“Why do all you men of the Cornish school paint alike?”
(They were all painters who had studied in France and learned their trade.)
“We use the same model,” answered Forbes.
“Ah, that’s it! Who is she?”
“Nature.”
Seeing this colony form in St. Ives made me study out how such things happen. The artist finds a place that is beautiful, undiscovered, and suits his pocketbook. He goes there for two years. The third year other artists follow him; the fourth year come the retired British admirals and “vamps”; the fifth year the artist leaves; the sixth come the wealthy people who spend a lot of money on it, making it as ugly and dear as possible, but soon tire and go away. Then the artist comes back again and begins all over, picking the bones of what the Money Bags had killed.
The home of Leslie Stephen, in St. Ives, was the gathering place for all sorts of interesting persons. He married Thackeray’s daughter, knew many notables, and was the biographer of most of them. He entertained such men as E. W. Gosse, the critic and brother-in-law of Alma Tadema, the famous painter of finished Greek subjects.
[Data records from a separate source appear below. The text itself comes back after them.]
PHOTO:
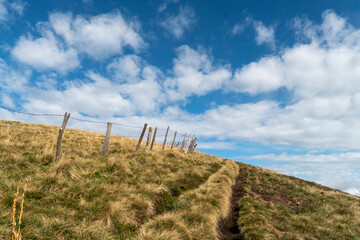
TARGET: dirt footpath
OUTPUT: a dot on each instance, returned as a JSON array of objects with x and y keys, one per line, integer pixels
[{"x": 228, "y": 228}]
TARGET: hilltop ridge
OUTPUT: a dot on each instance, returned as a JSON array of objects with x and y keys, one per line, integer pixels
[{"x": 156, "y": 195}]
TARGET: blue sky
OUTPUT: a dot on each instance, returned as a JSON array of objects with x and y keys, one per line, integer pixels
[{"x": 271, "y": 83}]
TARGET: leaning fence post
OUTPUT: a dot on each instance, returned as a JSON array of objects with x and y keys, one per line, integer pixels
[
  {"x": 107, "y": 138},
  {"x": 172, "y": 145},
  {"x": 167, "y": 132},
  {"x": 141, "y": 137},
  {"x": 148, "y": 139},
  {"x": 61, "y": 132},
  {"x": 152, "y": 143},
  {"x": 183, "y": 143},
  {"x": 188, "y": 144},
  {"x": 193, "y": 145}
]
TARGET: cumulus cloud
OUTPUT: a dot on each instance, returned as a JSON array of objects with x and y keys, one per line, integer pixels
[
  {"x": 126, "y": 68},
  {"x": 321, "y": 73},
  {"x": 337, "y": 170},
  {"x": 7, "y": 9},
  {"x": 178, "y": 24},
  {"x": 98, "y": 36},
  {"x": 45, "y": 53},
  {"x": 194, "y": 74},
  {"x": 238, "y": 28},
  {"x": 165, "y": 4},
  {"x": 99, "y": 96},
  {"x": 264, "y": 34}
]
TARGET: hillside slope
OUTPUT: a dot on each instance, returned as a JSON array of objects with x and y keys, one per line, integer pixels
[
  {"x": 154, "y": 195},
  {"x": 276, "y": 206}
]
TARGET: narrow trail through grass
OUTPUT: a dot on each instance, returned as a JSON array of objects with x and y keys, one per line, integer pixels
[{"x": 228, "y": 227}]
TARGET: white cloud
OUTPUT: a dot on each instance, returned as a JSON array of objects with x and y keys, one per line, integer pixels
[
  {"x": 98, "y": 36},
  {"x": 17, "y": 6},
  {"x": 165, "y": 4},
  {"x": 194, "y": 74},
  {"x": 322, "y": 74},
  {"x": 238, "y": 28},
  {"x": 264, "y": 75},
  {"x": 337, "y": 170},
  {"x": 7, "y": 9},
  {"x": 264, "y": 34},
  {"x": 126, "y": 68},
  {"x": 45, "y": 53},
  {"x": 178, "y": 24}
]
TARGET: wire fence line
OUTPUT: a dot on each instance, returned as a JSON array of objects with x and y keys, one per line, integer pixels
[{"x": 147, "y": 135}]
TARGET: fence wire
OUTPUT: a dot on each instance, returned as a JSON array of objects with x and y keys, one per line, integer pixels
[{"x": 118, "y": 129}]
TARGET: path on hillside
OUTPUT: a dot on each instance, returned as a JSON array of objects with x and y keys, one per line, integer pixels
[{"x": 228, "y": 228}]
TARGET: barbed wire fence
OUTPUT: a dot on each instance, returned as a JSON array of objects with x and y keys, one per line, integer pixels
[{"x": 94, "y": 128}]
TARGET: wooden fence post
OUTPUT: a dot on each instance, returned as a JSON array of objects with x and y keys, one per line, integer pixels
[
  {"x": 148, "y": 139},
  {"x": 167, "y": 132},
  {"x": 187, "y": 146},
  {"x": 61, "y": 132},
  {"x": 152, "y": 143},
  {"x": 107, "y": 138},
  {"x": 183, "y": 143},
  {"x": 172, "y": 145},
  {"x": 141, "y": 137},
  {"x": 193, "y": 145}
]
It always seemed to me so extraordinary to see one of his Greek slaves with manicured toenails, leaning up against a marble column upon which you could see the polish, with a truly Bostonian expression on her face!
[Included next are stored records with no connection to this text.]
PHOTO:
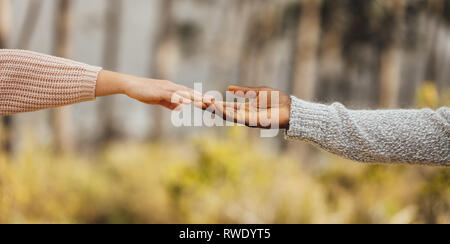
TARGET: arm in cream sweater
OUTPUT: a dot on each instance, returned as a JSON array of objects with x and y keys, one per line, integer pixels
[{"x": 31, "y": 81}]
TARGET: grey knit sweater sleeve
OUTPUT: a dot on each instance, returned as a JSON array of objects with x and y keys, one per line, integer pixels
[{"x": 382, "y": 136}]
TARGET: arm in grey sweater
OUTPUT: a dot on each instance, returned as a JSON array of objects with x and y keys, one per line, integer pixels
[{"x": 388, "y": 136}]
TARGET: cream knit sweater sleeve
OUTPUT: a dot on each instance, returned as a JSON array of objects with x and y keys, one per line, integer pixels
[
  {"x": 382, "y": 136},
  {"x": 31, "y": 81}
]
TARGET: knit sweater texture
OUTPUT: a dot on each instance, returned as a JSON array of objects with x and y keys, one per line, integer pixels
[
  {"x": 31, "y": 81},
  {"x": 381, "y": 136}
]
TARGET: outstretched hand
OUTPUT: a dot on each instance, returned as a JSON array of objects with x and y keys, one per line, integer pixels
[{"x": 265, "y": 108}]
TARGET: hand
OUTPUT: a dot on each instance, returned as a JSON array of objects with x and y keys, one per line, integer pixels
[
  {"x": 149, "y": 91},
  {"x": 266, "y": 108}
]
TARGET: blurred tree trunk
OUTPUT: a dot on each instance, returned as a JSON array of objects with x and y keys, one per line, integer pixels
[
  {"x": 391, "y": 56},
  {"x": 305, "y": 71},
  {"x": 5, "y": 23},
  {"x": 62, "y": 116},
  {"x": 164, "y": 51},
  {"x": 111, "y": 47}
]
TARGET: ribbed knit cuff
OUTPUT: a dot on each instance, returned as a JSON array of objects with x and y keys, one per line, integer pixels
[{"x": 308, "y": 121}]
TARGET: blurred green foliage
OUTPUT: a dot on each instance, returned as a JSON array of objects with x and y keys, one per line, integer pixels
[{"x": 214, "y": 179}]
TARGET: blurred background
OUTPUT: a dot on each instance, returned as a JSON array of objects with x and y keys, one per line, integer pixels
[{"x": 117, "y": 161}]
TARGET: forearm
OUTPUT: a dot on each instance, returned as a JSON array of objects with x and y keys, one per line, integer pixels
[
  {"x": 111, "y": 83},
  {"x": 391, "y": 136}
]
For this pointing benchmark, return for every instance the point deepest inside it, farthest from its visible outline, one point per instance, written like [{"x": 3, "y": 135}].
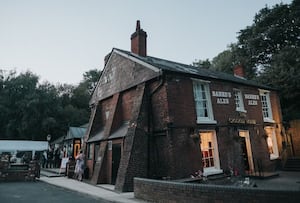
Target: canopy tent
[{"x": 22, "y": 145}]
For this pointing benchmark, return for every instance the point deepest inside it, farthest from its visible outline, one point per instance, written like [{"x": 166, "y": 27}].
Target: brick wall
[{"x": 165, "y": 191}]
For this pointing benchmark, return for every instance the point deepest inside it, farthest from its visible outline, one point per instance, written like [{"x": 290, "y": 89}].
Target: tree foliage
[
  {"x": 269, "y": 52},
  {"x": 30, "y": 110}
]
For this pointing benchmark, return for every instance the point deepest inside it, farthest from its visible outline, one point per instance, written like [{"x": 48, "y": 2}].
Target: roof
[
  {"x": 120, "y": 132},
  {"x": 171, "y": 66},
  {"x": 75, "y": 132}
]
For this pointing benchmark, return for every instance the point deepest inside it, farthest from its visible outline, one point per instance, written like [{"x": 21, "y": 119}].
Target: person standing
[{"x": 79, "y": 167}]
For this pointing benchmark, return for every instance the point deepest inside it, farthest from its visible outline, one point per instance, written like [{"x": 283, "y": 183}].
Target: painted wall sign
[
  {"x": 252, "y": 99},
  {"x": 221, "y": 94},
  {"x": 241, "y": 121}
]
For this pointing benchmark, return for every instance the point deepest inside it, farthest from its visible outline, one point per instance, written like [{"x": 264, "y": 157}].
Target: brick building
[{"x": 160, "y": 119}]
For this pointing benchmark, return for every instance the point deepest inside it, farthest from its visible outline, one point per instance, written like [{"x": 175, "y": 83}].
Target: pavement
[{"x": 105, "y": 192}]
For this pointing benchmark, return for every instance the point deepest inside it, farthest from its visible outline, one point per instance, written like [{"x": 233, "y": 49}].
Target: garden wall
[{"x": 168, "y": 191}]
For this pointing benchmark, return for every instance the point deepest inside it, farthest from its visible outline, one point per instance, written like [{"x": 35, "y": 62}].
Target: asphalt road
[{"x": 39, "y": 192}]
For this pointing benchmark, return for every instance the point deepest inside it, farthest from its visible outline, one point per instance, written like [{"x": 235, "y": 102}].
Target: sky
[{"x": 60, "y": 40}]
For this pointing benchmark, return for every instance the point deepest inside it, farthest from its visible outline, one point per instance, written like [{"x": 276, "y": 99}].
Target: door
[
  {"x": 246, "y": 152},
  {"x": 210, "y": 154},
  {"x": 116, "y": 156},
  {"x": 96, "y": 151}
]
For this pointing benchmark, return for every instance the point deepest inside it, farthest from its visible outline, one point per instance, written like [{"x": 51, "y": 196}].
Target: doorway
[
  {"x": 116, "y": 157},
  {"x": 246, "y": 152},
  {"x": 210, "y": 153}
]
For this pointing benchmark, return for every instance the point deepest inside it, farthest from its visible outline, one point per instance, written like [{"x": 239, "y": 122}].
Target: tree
[
  {"x": 284, "y": 73},
  {"x": 30, "y": 110}
]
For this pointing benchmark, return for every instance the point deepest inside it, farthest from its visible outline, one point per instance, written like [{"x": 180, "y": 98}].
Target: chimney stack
[
  {"x": 238, "y": 71},
  {"x": 139, "y": 41}
]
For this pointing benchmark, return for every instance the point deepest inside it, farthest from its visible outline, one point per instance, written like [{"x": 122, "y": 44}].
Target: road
[{"x": 40, "y": 192}]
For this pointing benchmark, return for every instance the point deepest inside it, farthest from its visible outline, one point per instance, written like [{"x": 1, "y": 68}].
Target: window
[
  {"x": 271, "y": 142},
  {"x": 266, "y": 106},
  {"x": 238, "y": 98},
  {"x": 203, "y": 102},
  {"x": 90, "y": 151}
]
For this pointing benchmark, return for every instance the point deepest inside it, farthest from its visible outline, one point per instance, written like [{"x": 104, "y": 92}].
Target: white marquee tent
[{"x": 22, "y": 145}]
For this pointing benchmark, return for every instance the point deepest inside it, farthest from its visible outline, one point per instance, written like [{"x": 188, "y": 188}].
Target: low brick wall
[{"x": 168, "y": 191}]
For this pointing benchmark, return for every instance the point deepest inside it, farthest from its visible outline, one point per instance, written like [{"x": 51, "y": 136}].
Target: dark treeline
[
  {"x": 269, "y": 51},
  {"x": 30, "y": 110}
]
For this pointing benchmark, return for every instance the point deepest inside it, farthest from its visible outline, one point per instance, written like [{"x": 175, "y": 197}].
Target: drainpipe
[{"x": 150, "y": 118}]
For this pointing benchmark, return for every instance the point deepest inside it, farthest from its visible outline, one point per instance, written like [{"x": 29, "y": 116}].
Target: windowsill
[{"x": 200, "y": 121}]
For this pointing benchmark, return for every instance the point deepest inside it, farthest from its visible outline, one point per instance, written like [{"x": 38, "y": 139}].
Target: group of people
[{"x": 52, "y": 159}]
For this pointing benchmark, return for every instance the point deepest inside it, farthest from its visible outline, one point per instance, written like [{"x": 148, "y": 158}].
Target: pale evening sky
[{"x": 59, "y": 40}]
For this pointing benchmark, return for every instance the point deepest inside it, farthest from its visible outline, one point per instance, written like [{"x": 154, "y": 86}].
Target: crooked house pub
[{"x": 156, "y": 118}]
Curious to say, I met Lowell here, and, although he immediately called me “Edward” and spoke of my mother as “Mary,” I did not remember him at Concord, and was ignorant enough not to know much about his work. One day Stephen remarked that music, like eating, should be done in the bathroom. It always sounded to him like an infernal din. He was the ultra-literary type, who wished to be rid of all things physical; he even envied Harriet Martineau, who had no sense of taste. Lowell said:
“Edward, this foolish friend of mine really has some excellent Scotch whisky. Come away with me. If you listen to him you will surely be contaminated.”
Mental corruption for a young man was much worse in his opinion than teaching him to drink Scotch whisky.